Well, to Dr. Carl Nicoleau, your new sleep medicine expert at NYC Sleep Lab, these things matter a whole lot. It's the only way he can help you solve the more complex physical and mental issues at hand. Unlike many physicians, Dr. Nicoleau is not interested in prescribing your problems away. Here is a doctor who aims to get to the root of every issue, including such elusive afflictions as anxiety, and specifically how it relates to sleep.
According to the Anxiety and Depression Association of America, here are some helpful tips to reduce anxiety and stress, and to sleep more soundly:
- Meditate. Focus on your breath — breathe in and out slowly and deeply — and visualize a serene environment such as a deserted beach or grassy hill.
- Exercise. Regular exercise is good for your physical and mental health. It provides an outlet for frustrations and releases mood-enhancing endorphins. Yoga can be particularly effective at reducing anxiety and stress.
- Prioritize your to-do list. Spend your time and energy on the tasks that are truly important, and break up large projects into smaller, more easily managed tasks. Delegate when you can.
- Play music. Soft, calming music can lower your blood pressure and relax your mind and body.

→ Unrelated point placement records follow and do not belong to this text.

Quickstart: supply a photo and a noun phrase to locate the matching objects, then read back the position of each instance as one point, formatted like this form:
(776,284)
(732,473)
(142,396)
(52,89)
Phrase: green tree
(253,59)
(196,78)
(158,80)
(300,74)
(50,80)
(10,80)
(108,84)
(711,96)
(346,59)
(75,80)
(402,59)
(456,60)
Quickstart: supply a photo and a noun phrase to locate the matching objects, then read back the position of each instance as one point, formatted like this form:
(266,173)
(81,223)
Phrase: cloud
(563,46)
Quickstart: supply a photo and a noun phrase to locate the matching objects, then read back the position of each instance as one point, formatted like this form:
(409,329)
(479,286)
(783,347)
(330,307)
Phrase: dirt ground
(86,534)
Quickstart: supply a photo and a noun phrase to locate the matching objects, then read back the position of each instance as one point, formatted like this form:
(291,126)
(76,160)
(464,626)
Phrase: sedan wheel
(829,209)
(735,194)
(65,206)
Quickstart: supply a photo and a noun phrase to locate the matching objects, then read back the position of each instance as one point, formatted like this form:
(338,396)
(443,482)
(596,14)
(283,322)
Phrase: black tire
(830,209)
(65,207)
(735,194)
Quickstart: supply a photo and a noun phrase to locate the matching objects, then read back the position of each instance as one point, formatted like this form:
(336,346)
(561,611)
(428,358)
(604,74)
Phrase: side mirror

- Get an adequate amount of sleep. Sleeping recharges your brain and improves your focus, concentration, and mood.
- Direct stress and anxiety elsewhere. Lend a hand to a relative or neighbor, or volunteer in your community. Helping others will take your mind off of your own anxiety and fears.
- Talk to someone. Let friends and family know how they can help, and consider seeing a doctor or therapist.
No-Stress Sleep Tips:
- Make getting a good night’s sleep a priority. Block out seven to nine hours for a full night of uninterrupted sleep, and try to wake up at the same time every day, including weekends.
- Establish a regular, relaxing bedtime routine. Avoid stimulants like coffee, chocolate, and nicotine before going to sleep, and never watch TV, use the computer, or pay bills before going to bed. Read a book, listen to soft music, or meditate instead.
- Make sure your bedroom is cool, dark, and quiet. Consider using a fan to drown out excess noise, and make sure your mattress and pillows are comfortable.
- Use your bedroom as a bedroom — not for watching TV or doing work — and get into bed only when you are tired. If you don’t fall asleep within 15 minutes, go to another room and do something relaxing.
- Regular exercise will help you sleep better, but limit your workouts to mornings and afternoons.
- Avoid looking at the clock. This can make you anxious in the middle of the night. Turn the clock away from you.
- Talk to your doctor if you still have problems falling asleep. You may need a prescription or herbal sleep remedy.